Fulfilling his intention to recreate a piece of the eighteenth century in his Farmington house, W. S. Lewis assembled a number of significant works of art and other objects from Strawberry Hill, Walpole’s “little Gothic castle” in Twickenham.
These items demonstrate Walpole’s own wide-ranging collecting interests as well as his adaptation of Gothic elements for the interior decoration of Strawberry Hill. Foremost among these objects are four of the eight Gothic chairs designed by Richard Bentley in 1755 for Walpole’s Great Parlour, and the Beauclerk Cabinet, designed and built by Edward Edwards in 1784 to display drawings and designs by Walpole’s friend Lady Diana Beauclerk, an amateur artist whom he greatly admired.

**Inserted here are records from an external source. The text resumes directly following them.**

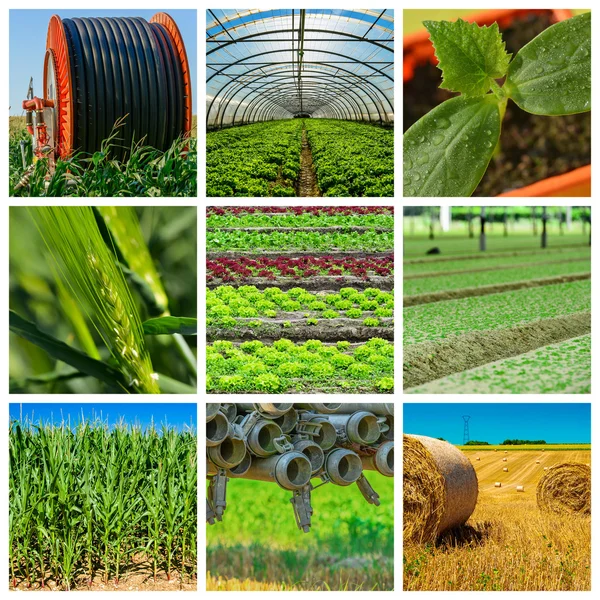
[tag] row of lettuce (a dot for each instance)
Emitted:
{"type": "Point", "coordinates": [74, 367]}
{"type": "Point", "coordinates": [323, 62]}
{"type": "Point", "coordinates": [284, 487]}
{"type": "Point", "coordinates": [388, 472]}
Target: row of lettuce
{"type": "Point", "coordinates": [329, 339]}
{"type": "Point", "coordinates": [350, 159]}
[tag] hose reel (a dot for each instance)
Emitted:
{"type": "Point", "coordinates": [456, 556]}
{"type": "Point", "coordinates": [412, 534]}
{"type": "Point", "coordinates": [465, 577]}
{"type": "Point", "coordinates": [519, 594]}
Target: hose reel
{"type": "Point", "coordinates": [102, 71]}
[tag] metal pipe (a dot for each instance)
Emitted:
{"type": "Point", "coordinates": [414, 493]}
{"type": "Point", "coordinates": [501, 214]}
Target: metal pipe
{"type": "Point", "coordinates": [343, 467]}
{"type": "Point", "coordinates": [211, 410]}
{"type": "Point", "coordinates": [361, 427]}
{"type": "Point", "coordinates": [382, 461]}
{"type": "Point", "coordinates": [288, 421]}
{"type": "Point", "coordinates": [217, 429]}
{"type": "Point", "coordinates": [228, 454]}
{"type": "Point", "coordinates": [389, 433]}
{"type": "Point", "coordinates": [327, 435]}
{"type": "Point", "coordinates": [230, 411]}
{"type": "Point", "coordinates": [377, 408]}
{"type": "Point", "coordinates": [268, 408]}
{"type": "Point", "coordinates": [313, 452]}
{"type": "Point", "coordinates": [328, 408]}
{"type": "Point", "coordinates": [261, 437]}
{"type": "Point", "coordinates": [291, 470]}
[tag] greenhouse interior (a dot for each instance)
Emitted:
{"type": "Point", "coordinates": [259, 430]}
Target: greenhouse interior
{"type": "Point", "coordinates": [300, 102]}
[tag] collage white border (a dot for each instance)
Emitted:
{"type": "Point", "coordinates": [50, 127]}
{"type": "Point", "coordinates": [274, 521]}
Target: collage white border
{"type": "Point", "coordinates": [201, 202]}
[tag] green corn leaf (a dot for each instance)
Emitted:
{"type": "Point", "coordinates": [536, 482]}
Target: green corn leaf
{"type": "Point", "coordinates": [124, 227]}
{"type": "Point", "coordinates": [60, 351]}
{"type": "Point", "coordinates": [552, 74]}
{"type": "Point", "coordinates": [171, 325]}
{"type": "Point", "coordinates": [447, 151]}
{"type": "Point", "coordinates": [470, 57]}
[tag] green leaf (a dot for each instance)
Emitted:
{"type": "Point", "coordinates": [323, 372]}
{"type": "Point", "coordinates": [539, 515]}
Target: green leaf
{"type": "Point", "coordinates": [60, 351]}
{"type": "Point", "coordinates": [171, 325]}
{"type": "Point", "coordinates": [552, 74]}
{"type": "Point", "coordinates": [470, 57]}
{"type": "Point", "coordinates": [447, 151]}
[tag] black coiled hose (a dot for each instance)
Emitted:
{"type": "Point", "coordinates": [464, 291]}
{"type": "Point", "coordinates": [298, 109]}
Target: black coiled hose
{"type": "Point", "coordinates": [124, 66]}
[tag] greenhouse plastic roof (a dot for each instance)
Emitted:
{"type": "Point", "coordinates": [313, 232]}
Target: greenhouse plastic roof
{"type": "Point", "coordinates": [284, 63]}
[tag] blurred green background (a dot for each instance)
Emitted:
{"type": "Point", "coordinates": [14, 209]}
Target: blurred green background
{"type": "Point", "coordinates": [350, 545]}
{"type": "Point", "coordinates": [170, 234]}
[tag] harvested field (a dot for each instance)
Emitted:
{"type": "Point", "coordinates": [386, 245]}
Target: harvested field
{"type": "Point", "coordinates": [508, 543]}
{"type": "Point", "coordinates": [503, 320]}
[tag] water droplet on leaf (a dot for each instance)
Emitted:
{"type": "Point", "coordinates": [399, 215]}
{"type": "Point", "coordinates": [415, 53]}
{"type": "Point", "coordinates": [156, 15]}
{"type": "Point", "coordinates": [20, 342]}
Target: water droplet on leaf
{"type": "Point", "coordinates": [423, 158]}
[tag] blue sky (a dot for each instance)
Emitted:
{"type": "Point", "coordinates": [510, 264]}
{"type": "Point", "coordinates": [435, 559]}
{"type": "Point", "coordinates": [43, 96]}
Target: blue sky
{"type": "Point", "coordinates": [174, 414]}
{"type": "Point", "coordinates": [493, 423]}
{"type": "Point", "coordinates": [27, 45]}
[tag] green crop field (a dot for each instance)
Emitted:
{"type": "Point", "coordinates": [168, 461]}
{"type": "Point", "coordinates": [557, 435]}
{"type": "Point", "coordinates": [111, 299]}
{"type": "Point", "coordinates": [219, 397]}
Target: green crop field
{"type": "Point", "coordinates": [512, 318]}
{"type": "Point", "coordinates": [264, 159]}
{"type": "Point", "coordinates": [431, 321]}
{"type": "Point", "coordinates": [147, 172]}
{"type": "Point", "coordinates": [350, 546]}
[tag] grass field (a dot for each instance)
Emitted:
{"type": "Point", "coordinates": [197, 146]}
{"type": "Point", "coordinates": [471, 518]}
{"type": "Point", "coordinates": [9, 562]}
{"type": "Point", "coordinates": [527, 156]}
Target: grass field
{"type": "Point", "coordinates": [512, 319]}
{"type": "Point", "coordinates": [148, 172]}
{"type": "Point", "coordinates": [259, 547]}
{"type": "Point", "coordinates": [508, 544]}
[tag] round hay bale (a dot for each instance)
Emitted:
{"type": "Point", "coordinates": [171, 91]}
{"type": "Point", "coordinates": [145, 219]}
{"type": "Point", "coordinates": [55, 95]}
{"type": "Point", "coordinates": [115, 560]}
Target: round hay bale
{"type": "Point", "coordinates": [566, 488]}
{"type": "Point", "coordinates": [440, 488]}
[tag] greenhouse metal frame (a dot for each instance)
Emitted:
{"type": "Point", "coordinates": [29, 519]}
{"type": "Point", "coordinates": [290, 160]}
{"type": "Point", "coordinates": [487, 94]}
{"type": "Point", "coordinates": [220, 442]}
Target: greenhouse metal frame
{"type": "Point", "coordinates": [265, 65]}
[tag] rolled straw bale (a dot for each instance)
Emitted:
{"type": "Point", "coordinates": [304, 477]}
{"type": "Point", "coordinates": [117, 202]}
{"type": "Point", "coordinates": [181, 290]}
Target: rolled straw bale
{"type": "Point", "coordinates": [440, 488]}
{"type": "Point", "coordinates": [566, 488]}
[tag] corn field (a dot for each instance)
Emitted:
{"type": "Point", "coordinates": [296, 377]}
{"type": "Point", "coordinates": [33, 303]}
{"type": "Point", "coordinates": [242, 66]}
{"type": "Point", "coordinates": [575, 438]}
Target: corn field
{"type": "Point", "coordinates": [94, 502]}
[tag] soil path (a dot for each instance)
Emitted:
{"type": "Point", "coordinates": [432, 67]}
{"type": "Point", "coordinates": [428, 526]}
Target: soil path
{"type": "Point", "coordinates": [485, 290]}
{"type": "Point", "coordinates": [433, 360]}
{"type": "Point", "coordinates": [411, 260]}
{"type": "Point", "coordinates": [312, 284]}
{"type": "Point", "coordinates": [496, 268]}
{"type": "Point", "coordinates": [307, 179]}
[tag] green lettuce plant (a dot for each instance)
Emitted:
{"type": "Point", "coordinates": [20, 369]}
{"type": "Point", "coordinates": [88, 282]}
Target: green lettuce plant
{"type": "Point", "coordinates": [447, 152]}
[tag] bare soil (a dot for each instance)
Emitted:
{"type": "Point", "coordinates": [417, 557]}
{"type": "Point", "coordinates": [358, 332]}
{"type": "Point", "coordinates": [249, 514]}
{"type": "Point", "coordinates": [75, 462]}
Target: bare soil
{"type": "Point", "coordinates": [486, 290]}
{"type": "Point", "coordinates": [307, 179]}
{"type": "Point", "coordinates": [332, 228]}
{"type": "Point", "coordinates": [318, 283]}
{"type": "Point", "coordinates": [139, 579]}
{"type": "Point", "coordinates": [432, 360]}
{"type": "Point", "coordinates": [483, 255]}
{"type": "Point", "coordinates": [483, 270]}
{"type": "Point", "coordinates": [326, 330]}
{"type": "Point", "coordinates": [333, 253]}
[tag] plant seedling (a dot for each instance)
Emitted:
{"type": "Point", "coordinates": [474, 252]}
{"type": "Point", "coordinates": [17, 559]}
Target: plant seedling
{"type": "Point", "coordinates": [447, 152]}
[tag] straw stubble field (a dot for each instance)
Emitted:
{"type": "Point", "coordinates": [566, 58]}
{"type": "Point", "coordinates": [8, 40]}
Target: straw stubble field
{"type": "Point", "coordinates": [508, 543]}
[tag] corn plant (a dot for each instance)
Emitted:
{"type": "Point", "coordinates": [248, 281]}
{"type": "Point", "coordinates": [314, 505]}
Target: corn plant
{"type": "Point", "coordinates": [93, 501]}
{"type": "Point", "coordinates": [113, 297]}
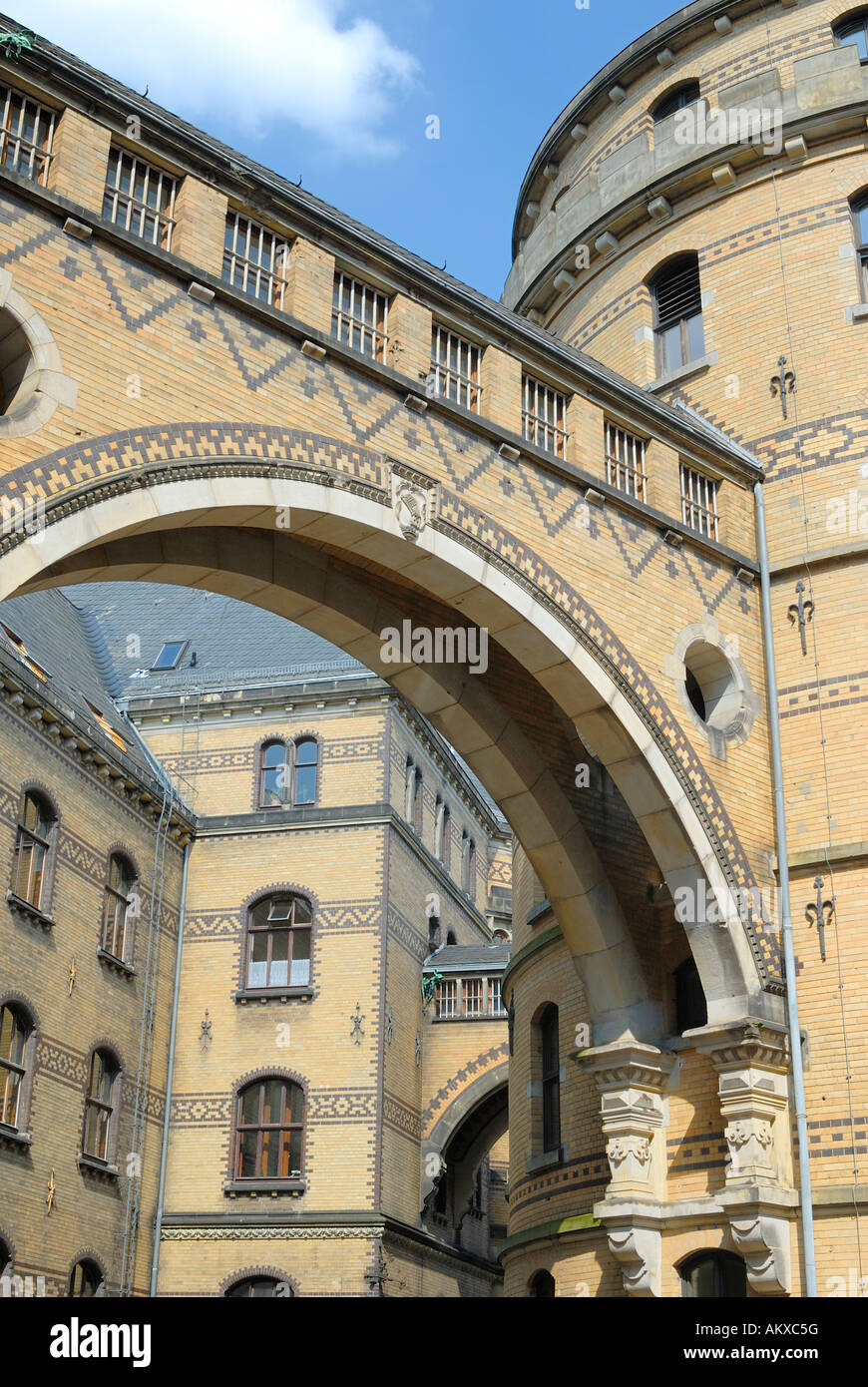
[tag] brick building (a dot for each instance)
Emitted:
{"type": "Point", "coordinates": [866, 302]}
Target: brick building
{"type": "Point", "coordinates": [640, 477]}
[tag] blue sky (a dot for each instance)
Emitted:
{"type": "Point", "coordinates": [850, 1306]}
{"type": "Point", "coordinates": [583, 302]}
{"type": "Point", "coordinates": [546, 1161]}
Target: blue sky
{"type": "Point", "coordinates": [338, 92]}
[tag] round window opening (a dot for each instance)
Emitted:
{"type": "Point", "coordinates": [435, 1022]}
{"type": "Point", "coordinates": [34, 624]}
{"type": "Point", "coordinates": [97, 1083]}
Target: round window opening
{"type": "Point", "coordinates": [711, 686]}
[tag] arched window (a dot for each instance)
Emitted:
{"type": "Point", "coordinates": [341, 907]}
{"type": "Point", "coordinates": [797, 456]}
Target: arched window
{"type": "Point", "coordinates": [550, 1052]}
{"type": "Point", "coordinates": [675, 100]}
{"type": "Point", "coordinates": [279, 943]}
{"type": "Point", "coordinates": [713, 1275]}
{"type": "Point", "coordinates": [269, 1131]}
{"type": "Point", "coordinates": [543, 1284]}
{"type": "Point", "coordinates": [34, 842]}
{"type": "Point", "coordinates": [853, 29]}
{"type": "Point", "coordinates": [120, 907]}
{"type": "Point", "coordinates": [305, 771]}
{"type": "Point", "coordinates": [690, 1009]}
{"type": "Point", "coordinates": [443, 832]}
{"type": "Point", "coordinates": [287, 772]}
{"type": "Point", "coordinates": [259, 1286]}
{"type": "Point", "coordinates": [86, 1279]}
{"type": "Point", "coordinates": [678, 329]}
{"type": "Point", "coordinates": [468, 864]}
{"type": "Point", "coordinates": [100, 1106]}
{"type": "Point", "coordinates": [15, 1059]}
{"type": "Point", "coordinates": [858, 209]}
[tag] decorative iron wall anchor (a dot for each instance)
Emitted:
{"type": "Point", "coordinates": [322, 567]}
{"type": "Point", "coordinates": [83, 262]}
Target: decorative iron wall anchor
{"type": "Point", "coordinates": [820, 914]}
{"type": "Point", "coordinates": [783, 383]}
{"type": "Point", "coordinates": [800, 612]}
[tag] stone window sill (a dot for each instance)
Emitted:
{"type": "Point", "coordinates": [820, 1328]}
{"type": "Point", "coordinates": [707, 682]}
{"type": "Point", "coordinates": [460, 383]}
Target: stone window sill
{"type": "Point", "coordinates": [116, 964]}
{"type": "Point", "coordinates": [13, 1138]}
{"type": "Point", "coordinates": [692, 368]}
{"type": "Point", "coordinates": [34, 913]}
{"type": "Point", "coordinates": [247, 995]}
{"type": "Point", "coordinates": [92, 1165]}
{"type": "Point", "coordinates": [272, 1187]}
{"type": "Point", "coordinates": [544, 1162]}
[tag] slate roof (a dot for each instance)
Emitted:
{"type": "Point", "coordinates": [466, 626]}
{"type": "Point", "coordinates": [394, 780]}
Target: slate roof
{"type": "Point", "coordinates": [469, 957]}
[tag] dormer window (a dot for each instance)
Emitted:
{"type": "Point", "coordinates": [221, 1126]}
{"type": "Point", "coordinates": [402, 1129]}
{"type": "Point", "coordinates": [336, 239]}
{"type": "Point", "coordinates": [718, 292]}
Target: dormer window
{"type": "Point", "coordinates": [21, 651]}
{"type": "Point", "coordinates": [170, 657]}
{"type": "Point", "coordinates": [106, 725]}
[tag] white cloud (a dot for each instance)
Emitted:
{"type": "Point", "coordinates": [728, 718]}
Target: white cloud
{"type": "Point", "coordinates": [258, 63]}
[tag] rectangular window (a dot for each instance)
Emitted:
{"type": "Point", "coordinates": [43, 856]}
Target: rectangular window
{"type": "Point", "coordinates": [544, 415]}
{"type": "Point", "coordinates": [255, 259]}
{"type": "Point", "coordinates": [359, 316]}
{"type": "Point", "coordinates": [626, 462]}
{"type": "Point", "coordinates": [473, 998]}
{"type": "Point", "coordinates": [699, 502]}
{"type": "Point", "coordinates": [447, 998]}
{"type": "Point", "coordinates": [141, 199]}
{"type": "Point", "coordinates": [25, 135]}
{"type": "Point", "coordinates": [455, 366]}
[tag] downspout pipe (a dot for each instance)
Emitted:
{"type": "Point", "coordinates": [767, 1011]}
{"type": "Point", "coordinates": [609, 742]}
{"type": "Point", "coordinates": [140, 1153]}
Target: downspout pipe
{"type": "Point", "coordinates": [164, 1151]}
{"type": "Point", "coordinates": [786, 920]}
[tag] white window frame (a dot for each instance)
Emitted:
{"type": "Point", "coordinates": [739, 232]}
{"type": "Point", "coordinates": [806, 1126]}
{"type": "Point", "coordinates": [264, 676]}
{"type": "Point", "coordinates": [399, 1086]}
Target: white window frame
{"type": "Point", "coordinates": [349, 322]}
{"type": "Point", "coordinates": [544, 415]}
{"type": "Point", "coordinates": [134, 211]}
{"type": "Point", "coordinates": [626, 462]}
{"type": "Point", "coordinates": [255, 259]}
{"type": "Point", "coordinates": [31, 159]}
{"type": "Point", "coordinates": [699, 502]}
{"type": "Point", "coordinates": [456, 368]}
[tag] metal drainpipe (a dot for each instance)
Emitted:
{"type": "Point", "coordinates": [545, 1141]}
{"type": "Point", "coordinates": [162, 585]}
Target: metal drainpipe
{"type": "Point", "coordinates": [164, 1151]}
{"type": "Point", "coordinates": [786, 920]}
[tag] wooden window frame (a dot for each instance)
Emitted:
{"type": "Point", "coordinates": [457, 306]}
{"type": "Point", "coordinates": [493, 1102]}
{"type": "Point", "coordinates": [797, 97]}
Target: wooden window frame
{"type": "Point", "coordinates": [46, 845]}
{"type": "Point", "coordinates": [270, 927]}
{"type": "Point", "coordinates": [260, 1128]}
{"type": "Point", "coordinates": [110, 1070]}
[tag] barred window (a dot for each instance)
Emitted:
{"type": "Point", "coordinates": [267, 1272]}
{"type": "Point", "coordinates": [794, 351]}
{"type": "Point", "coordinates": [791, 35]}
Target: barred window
{"type": "Point", "coordinates": [626, 462]}
{"type": "Point", "coordinates": [699, 502]}
{"type": "Point", "coordinates": [473, 998]}
{"type": "Point", "coordinates": [858, 209]}
{"type": "Point", "coordinates": [359, 316]}
{"type": "Point", "coordinates": [255, 259]}
{"type": "Point", "coordinates": [100, 1106]}
{"type": "Point", "coordinates": [120, 907]}
{"type": "Point", "coordinates": [455, 368]}
{"type": "Point", "coordinates": [141, 199]}
{"type": "Point", "coordinates": [279, 943]}
{"type": "Point", "coordinates": [447, 998]}
{"type": "Point", "coordinates": [544, 413]}
{"type": "Point", "coordinates": [678, 326]}
{"type": "Point", "coordinates": [25, 135]}
{"type": "Point", "coordinates": [269, 1131]}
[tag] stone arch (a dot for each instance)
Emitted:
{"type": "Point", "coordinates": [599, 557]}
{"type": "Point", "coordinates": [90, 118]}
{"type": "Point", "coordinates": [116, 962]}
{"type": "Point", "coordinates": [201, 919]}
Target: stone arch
{"type": "Point", "coordinates": [146, 513]}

Several of her drawings, as well as designs for Wedgwood, are set into the cabinet’s door and walls.
Also at Farmington are two of the dozen settees that graced Strawberry Hill’s Long Gallery, and a lantern that in Walpole’s day shed “the most venerable gloomth” on his staircase. The Library’s Strawberry Hill collection also includes a Boulle coffer on stand, several examples of stained glass, the gold snuffbox left to Walpole by Mme du Deffand, and one of his cribbage boards.